Compared with the non-inoculation control (CK), both FM and RI treatments increased the fresh and dry weights of strawberry plants and decreased the soil available nutrition. Bacterial communities were analyzed in old root rhizosphere (ORR), new root rhizosphere (NRR), and new root endosphere (NRE). Among these, ORR had the highest number of bacterial genera. Both fungal inoculations reduced the richness of NRR bacterial communities, while RI treatment additionally reduced community evenness. Compared with CK, FM treatment significantly increased the relative abundance of Arthrobacter, whereas RI treatment significantly increased the relative abundance of Lysobacter in NRR communities, and of Allorhizobium-Neorhizobium-Pararhizobium-Rhizobium in NRE communities.

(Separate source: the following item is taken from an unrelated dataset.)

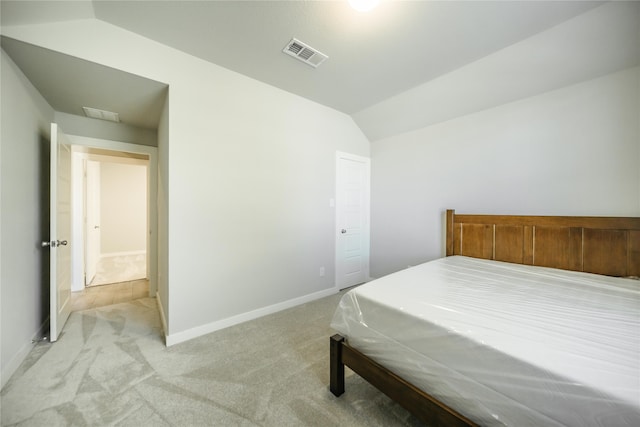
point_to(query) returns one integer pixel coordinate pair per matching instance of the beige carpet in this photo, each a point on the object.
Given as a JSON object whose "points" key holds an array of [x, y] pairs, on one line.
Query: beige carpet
{"points": [[120, 268], [110, 367]]}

Overall, AM affected bacterial recruitment and assembly rather than changing the original community. Network structure analysis showed that both AM fungi decreased network density and average degree, increased the positive correlation ratios among bacterial genera, and enhanced network modularity. The genus Ellin6067 served as a keystone in both FM and RI treatments. Correlation analysis further showed that this genus was significantly correlated with total plant dry weight.

Conclusions

These findings suggest that AM fungi tend to regulate the assembly of bacterial communities associated with new growth roots and enrich functional bacteria that may synergistically promote plant growth. Thus, this study provides additional evidence to the development direction for green and sustainable production in strawberry.